Una violenza molto sottile. Il dibattito sulle molestie sessuali
La cosa più difficile è non dire delle ovvietà e non fare generalizzazioni. Appare indiscutibile che un individuo non possa venire perseguitato a vita per delle azioni, per quanto criminose, compiute decenni prima – in questo caso parlo di Roman Polanski –. Una vita intera è trascorsa da quegli episodi sconcertanti, e nel frattempo, soprattutto negli ultimi anni, Polanski si è dimostrato uno dei più fini e originali esegeti dell’animo femminile. Non è umano che il passato non passi mai, che si debba portare sulla fronte per l’intera esistenza il marchio a fuoco della colpa. Soprattutto una donna dovrebbe provare orrore per persecuzioni di matrice puritana analoghe a quelle sofferte dalle presunte Streghe di Salem.

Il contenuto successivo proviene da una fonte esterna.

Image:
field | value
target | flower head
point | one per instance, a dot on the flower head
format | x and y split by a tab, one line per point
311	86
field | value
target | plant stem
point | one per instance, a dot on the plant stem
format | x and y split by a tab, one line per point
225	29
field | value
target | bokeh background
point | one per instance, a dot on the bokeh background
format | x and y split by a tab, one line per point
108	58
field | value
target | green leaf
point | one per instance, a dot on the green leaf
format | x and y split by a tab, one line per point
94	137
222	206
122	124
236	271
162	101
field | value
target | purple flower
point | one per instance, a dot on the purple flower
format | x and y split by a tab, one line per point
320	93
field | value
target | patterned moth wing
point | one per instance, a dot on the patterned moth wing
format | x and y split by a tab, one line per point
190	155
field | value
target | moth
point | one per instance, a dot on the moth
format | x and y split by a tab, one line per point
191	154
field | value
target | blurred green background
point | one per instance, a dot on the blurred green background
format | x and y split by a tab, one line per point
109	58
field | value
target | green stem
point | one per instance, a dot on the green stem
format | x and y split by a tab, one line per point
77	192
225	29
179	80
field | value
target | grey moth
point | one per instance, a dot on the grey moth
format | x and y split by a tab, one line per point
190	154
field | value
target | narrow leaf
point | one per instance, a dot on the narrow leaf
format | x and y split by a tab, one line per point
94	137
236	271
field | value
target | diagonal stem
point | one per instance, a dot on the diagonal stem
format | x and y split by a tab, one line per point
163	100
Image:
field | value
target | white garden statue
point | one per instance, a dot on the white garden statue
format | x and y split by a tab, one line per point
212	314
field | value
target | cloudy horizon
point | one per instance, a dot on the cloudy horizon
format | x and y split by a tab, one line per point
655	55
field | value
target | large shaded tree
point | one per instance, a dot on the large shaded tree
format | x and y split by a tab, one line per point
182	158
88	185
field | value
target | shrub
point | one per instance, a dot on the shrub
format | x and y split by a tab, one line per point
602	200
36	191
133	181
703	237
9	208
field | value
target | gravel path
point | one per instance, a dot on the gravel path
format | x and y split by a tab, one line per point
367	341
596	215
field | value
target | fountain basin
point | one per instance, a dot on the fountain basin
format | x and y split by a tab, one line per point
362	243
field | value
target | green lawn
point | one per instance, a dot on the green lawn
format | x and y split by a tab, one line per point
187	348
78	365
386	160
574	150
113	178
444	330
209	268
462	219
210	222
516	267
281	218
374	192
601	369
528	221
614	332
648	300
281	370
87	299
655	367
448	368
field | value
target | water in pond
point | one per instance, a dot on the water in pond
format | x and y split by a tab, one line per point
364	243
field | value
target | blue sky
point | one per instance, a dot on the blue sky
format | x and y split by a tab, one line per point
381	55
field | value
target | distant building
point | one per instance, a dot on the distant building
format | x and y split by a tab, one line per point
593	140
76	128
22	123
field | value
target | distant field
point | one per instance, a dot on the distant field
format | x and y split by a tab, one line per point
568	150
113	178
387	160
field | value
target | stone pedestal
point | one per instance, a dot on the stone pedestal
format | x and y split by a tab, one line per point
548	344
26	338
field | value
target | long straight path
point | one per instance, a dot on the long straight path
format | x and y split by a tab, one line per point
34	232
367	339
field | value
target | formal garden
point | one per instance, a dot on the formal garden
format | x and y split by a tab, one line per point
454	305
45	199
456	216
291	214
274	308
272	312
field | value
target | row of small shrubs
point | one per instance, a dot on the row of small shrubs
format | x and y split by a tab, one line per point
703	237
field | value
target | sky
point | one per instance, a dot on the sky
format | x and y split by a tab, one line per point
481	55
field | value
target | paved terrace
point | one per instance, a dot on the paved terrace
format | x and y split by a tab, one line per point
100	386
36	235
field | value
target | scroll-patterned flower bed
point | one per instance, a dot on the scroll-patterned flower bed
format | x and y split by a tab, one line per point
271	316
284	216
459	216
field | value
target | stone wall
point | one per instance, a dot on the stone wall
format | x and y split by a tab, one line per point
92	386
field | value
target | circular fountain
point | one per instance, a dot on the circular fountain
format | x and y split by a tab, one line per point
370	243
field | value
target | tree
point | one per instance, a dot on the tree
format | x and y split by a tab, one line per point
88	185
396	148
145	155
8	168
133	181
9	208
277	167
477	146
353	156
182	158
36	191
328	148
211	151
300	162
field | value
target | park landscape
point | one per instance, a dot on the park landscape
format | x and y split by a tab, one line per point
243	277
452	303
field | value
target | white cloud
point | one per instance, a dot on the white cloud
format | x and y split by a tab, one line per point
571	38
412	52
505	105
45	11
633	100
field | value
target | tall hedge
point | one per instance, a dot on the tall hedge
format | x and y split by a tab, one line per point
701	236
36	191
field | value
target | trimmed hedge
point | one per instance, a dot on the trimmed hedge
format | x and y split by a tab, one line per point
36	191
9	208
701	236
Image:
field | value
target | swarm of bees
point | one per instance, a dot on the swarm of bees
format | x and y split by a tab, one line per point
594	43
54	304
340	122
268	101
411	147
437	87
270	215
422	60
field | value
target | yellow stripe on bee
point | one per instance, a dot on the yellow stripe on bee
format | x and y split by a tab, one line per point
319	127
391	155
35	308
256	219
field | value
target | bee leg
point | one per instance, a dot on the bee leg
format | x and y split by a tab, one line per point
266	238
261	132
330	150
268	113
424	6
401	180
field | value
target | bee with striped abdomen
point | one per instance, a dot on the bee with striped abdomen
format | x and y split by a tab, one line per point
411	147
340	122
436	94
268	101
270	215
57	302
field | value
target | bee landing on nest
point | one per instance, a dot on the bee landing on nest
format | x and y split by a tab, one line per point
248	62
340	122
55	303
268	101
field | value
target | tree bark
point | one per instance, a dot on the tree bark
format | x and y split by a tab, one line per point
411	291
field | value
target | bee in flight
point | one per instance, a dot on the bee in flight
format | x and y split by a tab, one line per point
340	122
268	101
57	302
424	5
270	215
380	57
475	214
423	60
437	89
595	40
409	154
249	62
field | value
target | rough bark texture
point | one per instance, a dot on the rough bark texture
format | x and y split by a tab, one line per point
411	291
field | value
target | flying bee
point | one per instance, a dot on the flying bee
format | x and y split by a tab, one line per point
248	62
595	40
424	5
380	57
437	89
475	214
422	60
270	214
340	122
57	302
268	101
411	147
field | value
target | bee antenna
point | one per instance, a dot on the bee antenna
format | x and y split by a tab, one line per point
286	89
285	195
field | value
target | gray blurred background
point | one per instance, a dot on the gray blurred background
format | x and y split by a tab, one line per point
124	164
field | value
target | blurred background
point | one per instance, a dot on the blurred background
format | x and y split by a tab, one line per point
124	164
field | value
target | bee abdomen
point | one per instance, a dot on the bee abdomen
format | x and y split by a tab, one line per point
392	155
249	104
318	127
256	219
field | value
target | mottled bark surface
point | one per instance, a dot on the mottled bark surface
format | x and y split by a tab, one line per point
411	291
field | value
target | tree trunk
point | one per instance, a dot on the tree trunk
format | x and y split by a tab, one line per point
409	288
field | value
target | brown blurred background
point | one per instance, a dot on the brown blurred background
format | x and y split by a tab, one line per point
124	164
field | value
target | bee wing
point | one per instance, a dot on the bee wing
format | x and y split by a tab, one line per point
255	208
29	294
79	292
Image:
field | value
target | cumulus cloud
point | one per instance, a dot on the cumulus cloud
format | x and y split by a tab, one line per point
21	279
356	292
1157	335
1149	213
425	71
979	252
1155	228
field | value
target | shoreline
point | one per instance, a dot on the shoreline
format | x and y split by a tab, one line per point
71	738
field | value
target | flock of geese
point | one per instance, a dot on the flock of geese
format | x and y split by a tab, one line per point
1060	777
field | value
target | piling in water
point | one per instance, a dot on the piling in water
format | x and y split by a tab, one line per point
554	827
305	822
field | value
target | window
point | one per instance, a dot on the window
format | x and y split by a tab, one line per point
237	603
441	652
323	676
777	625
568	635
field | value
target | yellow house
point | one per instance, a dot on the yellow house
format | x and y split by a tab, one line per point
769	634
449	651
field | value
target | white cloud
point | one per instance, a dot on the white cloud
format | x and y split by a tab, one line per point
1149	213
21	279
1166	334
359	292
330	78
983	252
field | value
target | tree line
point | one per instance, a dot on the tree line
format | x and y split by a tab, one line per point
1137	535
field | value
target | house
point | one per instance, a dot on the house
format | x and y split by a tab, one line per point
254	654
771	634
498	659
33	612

Quanto al Maestro Woody Allen, le accuse che si riversano in ogni insterstizio della sua vita, mai provate, hanno per lo più il carattere della calunnia, della denigrazione ritorsiva e nevrotica, quindi tenderei a non prenderle in considerazione, visto che appartengono più ai titoli dei tabloid popolari che alla cronaca giudiziaria.
Un gravissimo problema è invece l’effettivo dilagare di una disposizione mentale maschile deteriore e indice di un decadimento, morale e intellettivo, dell’intero genere. Non riguarda soltanto gli Stati Uniti e può essere considerato un ritorno alle origini (alla preistoria?) del rapporto uomo-donna.
L’aspetto più insidioso paradossalmente non è rappresentato dallo stupro vero e proprio, delitto orrendo – paragonabile all’omicidio – che mutila, incrina per sempre la parte fantasmatica femminile, ma, almeno nei paesi anglosassoni viene punito, quindi scoraggiato, con molti anni di carcere; bensì al numero infinito di piccole, normali, discriminazioni e vessazioni subite ogni giorno dalle donne.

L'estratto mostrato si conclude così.